Kostüme und Masken werden auf den Plätzen der Stadt präsentiert

Venedig

Die Lagunenstadt

Die Stadt mit ihren sechs Bezirken liegt komplett auf Schwemmland, einem komplexen System von ineinandergreifenden Mündungsgebieten verschiedener Wasserläufe aus Oberitalien – wie z.B. der Brenta. Lehm & Sand bilden das Fundament, auf dem die Orte der Lagune auf Millionen von Holzpfählen ruhen.

Viele Gebäude sind in einem schlechten Zustand, weil zum Einen durch den Anstieg des Wasserspiegels das untere Geschoss unbewohnbar wurde und zum Anderen durch das Ausbaggern der Kanäle die Strömungsgeschwindigkeit von Ebbe und Flut die Fundamente unterspült und zum Absenken der Bauwerke geführt hat.

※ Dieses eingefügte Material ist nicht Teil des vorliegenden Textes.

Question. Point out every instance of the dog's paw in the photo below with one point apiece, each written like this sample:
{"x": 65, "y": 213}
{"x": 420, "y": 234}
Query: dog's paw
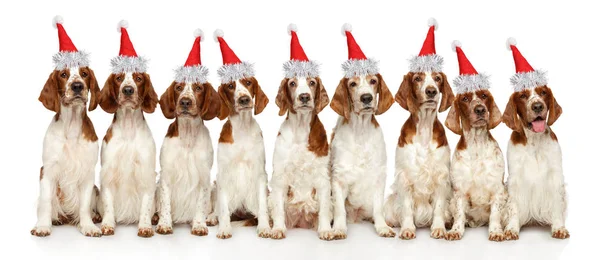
{"x": 385, "y": 231}
{"x": 164, "y": 229}
{"x": 199, "y": 231}
{"x": 407, "y": 234}
{"x": 41, "y": 231}
{"x": 90, "y": 230}
{"x": 497, "y": 236}
{"x": 278, "y": 233}
{"x": 145, "y": 232}
{"x": 561, "y": 233}
{"x": 511, "y": 234}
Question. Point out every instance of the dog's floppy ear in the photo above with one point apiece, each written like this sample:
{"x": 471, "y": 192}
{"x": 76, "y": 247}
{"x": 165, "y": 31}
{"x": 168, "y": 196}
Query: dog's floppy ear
{"x": 260, "y": 99}
{"x": 49, "y": 95}
{"x": 453, "y": 119}
{"x": 405, "y": 95}
{"x": 321, "y": 97}
{"x": 150, "y": 97}
{"x": 385, "y": 100}
{"x": 554, "y": 109}
{"x": 167, "y": 102}
{"x": 94, "y": 91}
{"x": 283, "y": 98}
{"x": 510, "y": 116}
{"x": 108, "y": 96}
{"x": 340, "y": 102}
{"x": 212, "y": 103}
{"x": 447, "y": 95}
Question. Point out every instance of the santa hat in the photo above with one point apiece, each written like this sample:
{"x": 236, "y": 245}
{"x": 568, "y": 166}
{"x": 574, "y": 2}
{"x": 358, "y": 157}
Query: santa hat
{"x": 469, "y": 79}
{"x": 357, "y": 64}
{"x": 299, "y": 65}
{"x": 233, "y": 69}
{"x": 428, "y": 60}
{"x": 193, "y": 70}
{"x": 68, "y": 56}
{"x": 526, "y": 77}
{"x": 128, "y": 60}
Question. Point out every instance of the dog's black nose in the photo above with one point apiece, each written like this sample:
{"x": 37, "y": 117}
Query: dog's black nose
{"x": 304, "y": 98}
{"x": 537, "y": 107}
{"x": 366, "y": 98}
{"x": 430, "y": 92}
{"x": 479, "y": 110}
{"x": 128, "y": 90}
{"x": 77, "y": 87}
{"x": 245, "y": 100}
{"x": 185, "y": 103}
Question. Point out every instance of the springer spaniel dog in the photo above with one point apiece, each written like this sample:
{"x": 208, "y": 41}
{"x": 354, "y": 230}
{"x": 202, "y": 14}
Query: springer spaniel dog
{"x": 128, "y": 158}
{"x": 358, "y": 157}
{"x": 67, "y": 190}
{"x": 536, "y": 188}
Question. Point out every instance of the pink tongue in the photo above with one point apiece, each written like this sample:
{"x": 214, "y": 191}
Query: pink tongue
{"x": 538, "y": 126}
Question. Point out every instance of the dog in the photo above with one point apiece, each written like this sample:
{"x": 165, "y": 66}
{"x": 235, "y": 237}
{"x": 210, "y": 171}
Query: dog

Venedig ist von ca. 175 Kanälen durchzogen, die von 398 Brücken überspannt werden. Ursprünglich waren die Kanäle auf 1,85 m Tiefe ausgelegt, damit der Tidenhub von 60 cm durch eine ständige Zirkulation die Stadt und das Wasser reinigte aber seit der letzten Jahrhundertwende verlanden immer mehr Kanäle und werden sogar zugeschüttet oder stillgelegt. Wie z.B. die breite Via Garibaldi auf Castello.

175 Kanäle | 398 Brücken

Zahlreiche Plätze (Campiello) werden durch ein Labyrinth von kurzen Straßen (Ramo) und engen Gassen (Calle) verbunden, die immer wieder auf Straßen mit zahlreichen Geschäften (Mercerie) treffen oder auf die Uferpromenaden längs der Seitenkanäle (Rive) oder die breiteren Wege entlang der Kanäle (Fondamenta) münden. Plätze, an denen eine der über 160 Kirchen stehen, werden Campo genannt. Der schlecht ausgeleuchtete Sotoportego geht unter den Häusern hindurch (Portego wird der Saal im ersten Geschoss genannt, der Weg führt also unter diesem Saal hindurch) und verbindet Calli, Campielli und Corti.

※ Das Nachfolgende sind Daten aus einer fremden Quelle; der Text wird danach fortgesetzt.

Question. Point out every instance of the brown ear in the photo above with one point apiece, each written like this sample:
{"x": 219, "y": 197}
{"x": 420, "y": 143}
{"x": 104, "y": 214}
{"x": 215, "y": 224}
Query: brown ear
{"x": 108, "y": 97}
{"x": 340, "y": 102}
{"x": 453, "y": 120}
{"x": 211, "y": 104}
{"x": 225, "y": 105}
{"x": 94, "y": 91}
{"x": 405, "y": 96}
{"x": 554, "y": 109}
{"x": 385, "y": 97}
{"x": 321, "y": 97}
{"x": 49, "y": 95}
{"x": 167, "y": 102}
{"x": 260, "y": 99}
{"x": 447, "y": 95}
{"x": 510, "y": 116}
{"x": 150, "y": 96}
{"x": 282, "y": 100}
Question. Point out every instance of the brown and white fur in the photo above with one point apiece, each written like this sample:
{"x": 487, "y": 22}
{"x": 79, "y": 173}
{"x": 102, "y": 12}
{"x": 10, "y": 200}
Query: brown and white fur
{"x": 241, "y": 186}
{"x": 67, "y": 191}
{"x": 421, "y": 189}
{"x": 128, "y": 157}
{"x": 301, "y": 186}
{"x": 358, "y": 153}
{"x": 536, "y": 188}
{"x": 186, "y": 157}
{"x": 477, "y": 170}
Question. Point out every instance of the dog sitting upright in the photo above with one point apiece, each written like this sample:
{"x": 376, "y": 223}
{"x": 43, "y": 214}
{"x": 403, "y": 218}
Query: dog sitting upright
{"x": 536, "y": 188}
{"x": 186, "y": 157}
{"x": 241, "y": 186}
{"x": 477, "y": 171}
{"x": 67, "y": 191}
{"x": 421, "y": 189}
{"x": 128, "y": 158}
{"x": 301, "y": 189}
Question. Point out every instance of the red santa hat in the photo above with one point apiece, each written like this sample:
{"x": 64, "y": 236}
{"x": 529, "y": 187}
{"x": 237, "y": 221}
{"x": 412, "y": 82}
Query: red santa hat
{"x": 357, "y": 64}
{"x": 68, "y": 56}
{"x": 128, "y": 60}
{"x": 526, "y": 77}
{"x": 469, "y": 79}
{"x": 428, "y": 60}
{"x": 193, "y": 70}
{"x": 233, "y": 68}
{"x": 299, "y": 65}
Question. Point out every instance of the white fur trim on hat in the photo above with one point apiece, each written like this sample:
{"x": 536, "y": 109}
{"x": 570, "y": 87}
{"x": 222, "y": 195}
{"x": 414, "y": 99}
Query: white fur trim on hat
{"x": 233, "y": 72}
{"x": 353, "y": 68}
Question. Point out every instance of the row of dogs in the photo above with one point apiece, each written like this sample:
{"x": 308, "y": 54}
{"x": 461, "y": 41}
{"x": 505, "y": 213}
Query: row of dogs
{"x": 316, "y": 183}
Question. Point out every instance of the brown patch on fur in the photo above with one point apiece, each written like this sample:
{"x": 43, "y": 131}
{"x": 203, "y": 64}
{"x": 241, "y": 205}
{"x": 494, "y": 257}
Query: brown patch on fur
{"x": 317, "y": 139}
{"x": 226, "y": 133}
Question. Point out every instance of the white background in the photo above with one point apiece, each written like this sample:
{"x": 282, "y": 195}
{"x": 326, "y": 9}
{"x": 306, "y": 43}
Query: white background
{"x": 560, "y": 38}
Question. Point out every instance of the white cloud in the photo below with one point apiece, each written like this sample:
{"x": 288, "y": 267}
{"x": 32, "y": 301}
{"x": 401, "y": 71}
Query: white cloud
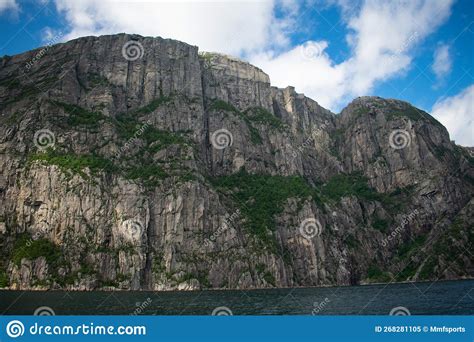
{"x": 456, "y": 114}
{"x": 441, "y": 61}
{"x": 381, "y": 39}
{"x": 381, "y": 36}
{"x": 8, "y": 5}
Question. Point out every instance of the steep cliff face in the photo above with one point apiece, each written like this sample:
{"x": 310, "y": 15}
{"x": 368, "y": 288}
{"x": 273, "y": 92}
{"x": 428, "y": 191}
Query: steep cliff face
{"x": 139, "y": 163}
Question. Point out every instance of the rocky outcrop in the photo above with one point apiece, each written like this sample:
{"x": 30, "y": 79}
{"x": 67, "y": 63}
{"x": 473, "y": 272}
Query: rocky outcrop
{"x": 133, "y": 162}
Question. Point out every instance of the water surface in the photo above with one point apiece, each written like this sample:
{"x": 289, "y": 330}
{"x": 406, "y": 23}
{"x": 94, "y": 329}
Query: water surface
{"x": 438, "y": 298}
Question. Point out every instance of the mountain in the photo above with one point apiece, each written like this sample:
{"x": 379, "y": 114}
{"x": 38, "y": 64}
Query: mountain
{"x": 134, "y": 162}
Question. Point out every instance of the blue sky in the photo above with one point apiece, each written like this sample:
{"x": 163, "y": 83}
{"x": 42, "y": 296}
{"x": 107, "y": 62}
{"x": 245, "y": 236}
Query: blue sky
{"x": 420, "y": 51}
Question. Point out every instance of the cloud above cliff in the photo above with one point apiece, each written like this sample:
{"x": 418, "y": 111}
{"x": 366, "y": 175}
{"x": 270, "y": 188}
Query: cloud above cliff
{"x": 233, "y": 27}
{"x": 380, "y": 36}
{"x": 442, "y": 63}
{"x": 456, "y": 114}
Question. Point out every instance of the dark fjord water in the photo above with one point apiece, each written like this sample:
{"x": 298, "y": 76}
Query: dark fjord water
{"x": 439, "y": 298}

Nachdem wir uns mit Paninis und Bier gestärkt haben, teilen wir uns auf, damit jeder ungestört die Stadt in Ruhe erkunden kann, ohne immer auf die anderen warten zu müssen. Oder eben umgekehrt.

Fasziniert beobachten wir, wie eine ganze Stadt wegen des Karnevals Kopf steht. Inzwischen eine internationalen Touristenattraktion, die vor allem von den Hotelbesitzern der Stadt gefördert und organisiert wird. Letztendlich sind auch wir deswegen hier und freuen uns über die zahlreichen Motive, die sich für Fotografen hier bieten.

Die Stadt auf dem Wasser.

Der öffentliche Nahverkehr ist hier komplett auf die Wasserstraßen und Kanäle verlagert. Anfangs etwas ungewohnt und skurril, aber durchaus praktisch und angenehm entschleunigend.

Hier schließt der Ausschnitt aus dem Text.